Se il riscaldamento globale porterà ad un aumento di temperatura nelle acque del
Nord Adriatico, saranno anche i biota locali a risentirne, come rimarcato in precedenza. Un inventario delle specie ad affinità fredda endemiche dell’Adriatico Settentrionale porterebbe automaticamente ad una lista di specie minacciate dal riscaldamento globale. Come notato da Boero e Bonsdorff (2007), tra queste specie ve ne sono
alcune che non sono segnalate da più di un secolo! Forse il riscaldamento globale ha
già fatto delle vittime e non ce ne siamo accorti.
Ecologia storica
L’insieme di questi fatti, di questi accadimenti, di queste tendenze, merita di essere
studiato non solo in modo riduzionista, analizzando con accuratezza “anatomo-fisiologica” ogni singolo evento, ma anche in modo più strettamente ecologico e storico,
cercando possibili nessi causali tra gli eventi (i macrodescrittori). In questo contesto le
serie storiche sono di estrema importanza e sono l’unico mezzo che ci permetterà, in
futuro, di capire l’odierno attraverso la storia.

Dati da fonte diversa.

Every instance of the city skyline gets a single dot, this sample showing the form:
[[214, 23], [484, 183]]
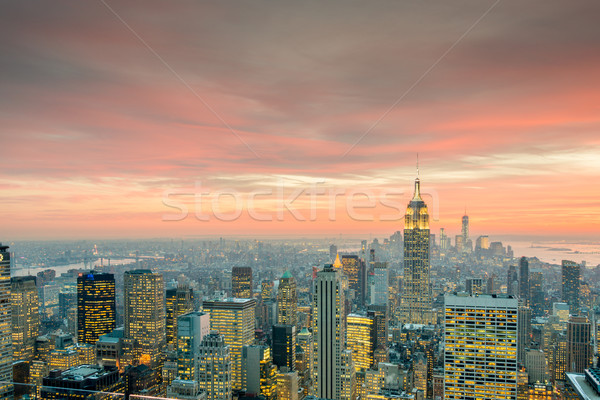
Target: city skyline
[[108, 107]]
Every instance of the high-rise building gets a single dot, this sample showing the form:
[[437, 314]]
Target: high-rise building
[[241, 282], [305, 341], [580, 350], [234, 319], [512, 281], [191, 329], [214, 367], [284, 346], [465, 228], [96, 307], [536, 293], [329, 332], [570, 284], [6, 388], [480, 347], [416, 286], [25, 317], [287, 385], [360, 340], [524, 280], [259, 374], [354, 268], [287, 300], [475, 286], [380, 292], [179, 301], [144, 317]]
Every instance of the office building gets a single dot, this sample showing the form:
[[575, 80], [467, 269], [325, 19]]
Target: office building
[[416, 306], [480, 347], [144, 317], [191, 329], [25, 317], [234, 319], [380, 291], [524, 280], [360, 340], [354, 268], [580, 350], [6, 388], [328, 332], [287, 300], [78, 383], [96, 307], [570, 284], [214, 367], [475, 286], [284, 346], [241, 282], [287, 385], [259, 374], [179, 301]]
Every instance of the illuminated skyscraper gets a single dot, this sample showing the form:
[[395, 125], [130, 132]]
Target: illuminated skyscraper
[[144, 317], [284, 346], [259, 374], [360, 340], [570, 284], [465, 228], [191, 329], [354, 268], [416, 286], [6, 389], [241, 282], [580, 351], [329, 332], [96, 309], [524, 280], [25, 317], [214, 367], [234, 319], [480, 347], [287, 300], [179, 301]]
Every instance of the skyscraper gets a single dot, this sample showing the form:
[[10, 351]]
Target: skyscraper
[[580, 351], [96, 308], [465, 228], [259, 374], [329, 332], [214, 367], [284, 346], [241, 282], [360, 340], [524, 280], [234, 319], [287, 300], [354, 268], [380, 292], [416, 286], [144, 317], [570, 285], [6, 389], [191, 329], [25, 317], [480, 347], [179, 301]]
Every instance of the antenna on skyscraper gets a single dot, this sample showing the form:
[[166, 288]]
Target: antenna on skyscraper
[[417, 165]]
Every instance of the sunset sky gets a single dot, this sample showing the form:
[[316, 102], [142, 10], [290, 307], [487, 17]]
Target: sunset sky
[[109, 109]]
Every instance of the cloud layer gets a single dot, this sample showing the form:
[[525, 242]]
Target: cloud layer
[[95, 127]]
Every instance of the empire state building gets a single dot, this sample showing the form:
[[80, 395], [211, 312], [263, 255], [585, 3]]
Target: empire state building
[[416, 288]]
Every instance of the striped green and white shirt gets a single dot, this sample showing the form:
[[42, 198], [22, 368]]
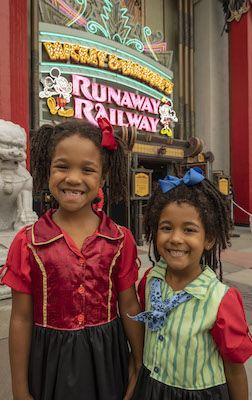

Il monitoriaggio standardizzato è di importanza basilare, ma si basa su una serie di
osservazioni che derivano da contingenze che, poi, diventano routine. Il cambiamento,
però, è a volte generato da situazioni anomale, che generano anche i cambiamenti di
regime (Boero et al., 2008), come potrebbe essere avvenuto in Adriatico a causa dei
bloom di Pelagia nei primi anni ottanta.
È estremamente importante che al monitoraggio venga affiancata un’attività di
osservazione. Se la routine del monitoraggio non prevede, ad esempio, la raccolta di
taliacei (a causa della loro rarità), l’osservatorio dovrebbe comunque segnalarne la
presenza. Ogni evento macroscopico dovrebbe essere registrato, anche se il protocollo
del monitoraggio non lo prevede.
L’uomo è attirato dalle regolarità e cerca di trovare, in tutti i sistemi che osserva,
dei segnali che permettano di scoprire regole, generali, leggi che, con la loro applicazione, permettano di “prevedere il futuro”: se accade questo… allora accadrà quello.
Queste “leggi” nei sistemi complessi ci permettono solo di dire che le previsioni sono
intrinsecamente impossibili (Benincà, 2008). Il monitoraggio e l’osservazione ci servono per descrivere e per capire, per individuare tendenze e cambiamenti di regime.
La storia si comprende in questo modo: si descrive e si comprende, ma non si prevede.
Anche se conoscerla dovrebbe insegnarci a non ripetere gli errori del passato.